During the campaign, Mr. Trump advocated for a ban on Muslims entering the United States. Under his administration the government may develop and implement a program for enhanced screening of visa applicants and suspend the issuance of visas to individuals from regions where Mr. Trump has expressed concern about terrorism. In addition to tightening visa issuance procedures, the government may introduce a new tracking system to ensure that foreign nationals in the U.S. do not stay beyond their authorized period of admission.
Use of E-Verify, the government's work authorization verification program, could become mandatory for all employers. President-elect Trump has called for expansion of this program and for increased enforcement activity against employers using undocumented workers. This could take the form of increased worksite raids and employer audits.
Major Changes to International Trade on Horizon
Trade was a hot-button issue during the campaign, and President-elect Trump signaled his intent to renegotiate or eliminate trade deals and roll back trade regulations once in office. His ability to do that unilaterally is limited by Congress, but with a Republican majority in the House and Senate, he may have the congressional support to modify or repeal the underlying legislation. Mr. Trump will have legal ability to terminate or modify the executive orders issued by President Obama on trade-related issues. The U.S. President also has power to impose tariffs and other trade sanctions without congressional approval.
Congress will not take up the Trans-Pacific Partnership Agreement (TPP) to approve it before President Obama leaves office. During the campaign Mr. Trump expressed his disdain for trade agreements like the TPP and NAFTA, and he may seek to negotiate different deals with trading partners. Such a renegotiation would likely require concessions on all sides.
Mr. Trump repeatedly called China a currency manipulator during the election. A Trump Treasury Department would need to comply with the current legislative process by reporting China to Congress as a currency manipulator. Ultimately it would be up to Congress to decide whether to accept the recommendation against China and take action.
The Obama administration made a number of policy decisions that may not survive a Trump presidency. For example, Mr. Trump may or may not opt to close the door to Cuban trade that Obama used his executive authority to open. Mr. Trump’s possible relationship with Vladimir Putin may also lead to a rollback of U.S. sanctions on Russia implemented after Russia’s annexation of Crimea. With respect to Iran, Mr. Trump has made conflicting statements that the multilateral deal made earlier this year is a disaster, but that U.S. companies should be permitted to do business with Iran.
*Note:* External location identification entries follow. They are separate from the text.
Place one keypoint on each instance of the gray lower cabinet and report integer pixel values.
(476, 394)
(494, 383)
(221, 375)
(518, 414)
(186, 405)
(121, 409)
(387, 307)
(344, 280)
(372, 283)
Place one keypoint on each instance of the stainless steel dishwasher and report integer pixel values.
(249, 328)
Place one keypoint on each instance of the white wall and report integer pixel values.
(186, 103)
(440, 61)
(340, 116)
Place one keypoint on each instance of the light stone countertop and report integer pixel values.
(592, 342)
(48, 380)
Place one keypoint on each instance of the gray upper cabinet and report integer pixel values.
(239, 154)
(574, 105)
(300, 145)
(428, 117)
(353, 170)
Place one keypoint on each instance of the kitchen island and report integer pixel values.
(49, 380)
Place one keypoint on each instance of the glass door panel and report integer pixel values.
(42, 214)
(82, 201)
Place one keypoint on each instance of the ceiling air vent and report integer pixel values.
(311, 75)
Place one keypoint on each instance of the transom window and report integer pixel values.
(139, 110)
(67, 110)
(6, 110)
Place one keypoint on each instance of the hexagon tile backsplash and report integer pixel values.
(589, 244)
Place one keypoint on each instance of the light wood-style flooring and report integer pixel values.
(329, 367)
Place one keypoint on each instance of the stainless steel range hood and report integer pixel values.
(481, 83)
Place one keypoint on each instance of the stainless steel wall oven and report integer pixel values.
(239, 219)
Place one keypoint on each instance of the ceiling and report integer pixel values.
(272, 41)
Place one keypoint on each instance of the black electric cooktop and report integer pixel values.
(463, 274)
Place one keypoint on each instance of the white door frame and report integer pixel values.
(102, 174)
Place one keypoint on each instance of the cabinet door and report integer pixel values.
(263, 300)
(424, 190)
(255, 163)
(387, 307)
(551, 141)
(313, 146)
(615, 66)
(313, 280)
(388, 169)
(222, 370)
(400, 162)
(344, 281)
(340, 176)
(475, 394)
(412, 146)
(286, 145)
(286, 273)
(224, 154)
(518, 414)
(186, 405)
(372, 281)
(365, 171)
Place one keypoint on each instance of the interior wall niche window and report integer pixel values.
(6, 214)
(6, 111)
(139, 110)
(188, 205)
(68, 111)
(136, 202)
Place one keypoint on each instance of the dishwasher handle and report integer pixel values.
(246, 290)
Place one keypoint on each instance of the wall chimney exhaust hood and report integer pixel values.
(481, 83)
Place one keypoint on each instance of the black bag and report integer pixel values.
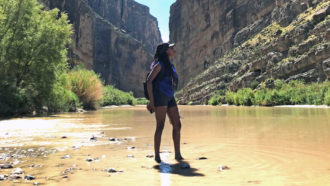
(159, 77)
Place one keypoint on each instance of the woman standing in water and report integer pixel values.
(161, 84)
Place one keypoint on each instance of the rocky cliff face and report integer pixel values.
(240, 43)
(115, 38)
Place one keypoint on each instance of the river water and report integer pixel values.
(242, 146)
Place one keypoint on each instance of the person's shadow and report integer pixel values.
(181, 168)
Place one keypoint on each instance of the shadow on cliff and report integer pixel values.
(182, 168)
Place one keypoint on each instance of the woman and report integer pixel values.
(161, 84)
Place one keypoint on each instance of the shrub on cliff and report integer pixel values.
(292, 93)
(33, 55)
(113, 96)
(327, 97)
(87, 86)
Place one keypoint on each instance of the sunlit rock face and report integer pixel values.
(230, 44)
(115, 38)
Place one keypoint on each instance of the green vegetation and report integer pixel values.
(293, 93)
(34, 75)
(217, 98)
(32, 57)
(113, 96)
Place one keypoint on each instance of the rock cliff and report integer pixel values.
(115, 38)
(230, 44)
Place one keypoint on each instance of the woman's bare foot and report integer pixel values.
(157, 159)
(178, 157)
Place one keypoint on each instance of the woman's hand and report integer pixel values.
(151, 107)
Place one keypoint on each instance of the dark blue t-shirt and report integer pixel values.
(165, 84)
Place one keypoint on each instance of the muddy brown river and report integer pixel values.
(221, 146)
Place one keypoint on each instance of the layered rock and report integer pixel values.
(115, 38)
(205, 30)
(290, 42)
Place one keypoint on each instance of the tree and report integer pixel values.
(33, 54)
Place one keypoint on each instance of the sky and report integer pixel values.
(161, 10)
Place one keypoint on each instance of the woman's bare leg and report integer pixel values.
(173, 114)
(160, 113)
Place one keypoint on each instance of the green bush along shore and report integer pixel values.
(34, 72)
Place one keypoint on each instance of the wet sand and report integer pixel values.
(243, 146)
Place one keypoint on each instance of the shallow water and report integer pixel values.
(263, 146)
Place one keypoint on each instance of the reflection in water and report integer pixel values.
(266, 146)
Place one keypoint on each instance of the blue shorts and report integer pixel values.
(160, 99)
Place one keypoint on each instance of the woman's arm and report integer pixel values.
(153, 74)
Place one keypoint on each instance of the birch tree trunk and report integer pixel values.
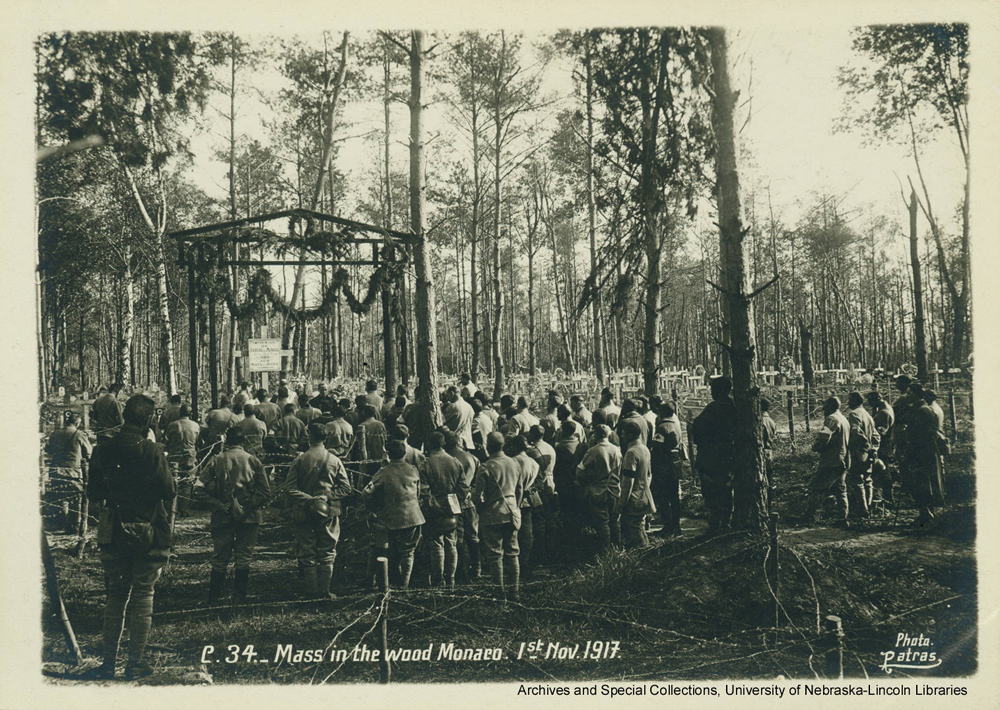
(426, 349)
(749, 486)
(595, 306)
(332, 89)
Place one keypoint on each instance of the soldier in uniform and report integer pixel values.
(667, 454)
(862, 445)
(543, 517)
(832, 446)
(517, 449)
(610, 409)
(713, 432)
(393, 495)
(108, 413)
(497, 495)
(920, 470)
(181, 439)
(317, 482)
(468, 524)
(171, 413)
(67, 448)
(443, 489)
(254, 430)
(289, 434)
(339, 434)
(131, 476)
(218, 421)
(597, 475)
(235, 488)
(636, 500)
(459, 416)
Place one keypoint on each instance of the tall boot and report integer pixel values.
(114, 622)
(140, 621)
(405, 569)
(496, 571)
(324, 573)
(475, 566)
(240, 584)
(215, 584)
(513, 573)
(309, 574)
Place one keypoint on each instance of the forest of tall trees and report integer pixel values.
(567, 197)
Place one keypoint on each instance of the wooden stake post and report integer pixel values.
(52, 585)
(384, 668)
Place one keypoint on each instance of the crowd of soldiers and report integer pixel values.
(486, 490)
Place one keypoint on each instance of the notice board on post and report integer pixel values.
(264, 354)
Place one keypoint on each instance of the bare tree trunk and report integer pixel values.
(598, 335)
(749, 486)
(425, 307)
(332, 89)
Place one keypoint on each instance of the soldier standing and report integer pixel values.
(443, 489)
(236, 489)
(834, 459)
(598, 478)
(131, 476)
(862, 445)
(712, 432)
(108, 413)
(317, 482)
(884, 418)
(636, 500)
(181, 439)
(468, 525)
(67, 448)
(667, 454)
(393, 495)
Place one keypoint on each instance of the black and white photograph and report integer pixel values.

The one certainty is that significant change will occur. The details of those changes will play out in public congressional debates, but also in hundreds of less formal decisions on rules, interpretations and enforcement policy by U.S. regulators. President-elect Trump’s advisers and Cabinet choices will likely be a mixture of experienced Republican officials, business executives and outside-the-beltway types. Combining those elements will not be easy or necessarily result in quick action. But, for businesses feeling over-regulated after the past eight years, the federal regulatory burden will likely stop increasing. Whether and how quickly current rules and enforcement are changed or adjusted is the open question.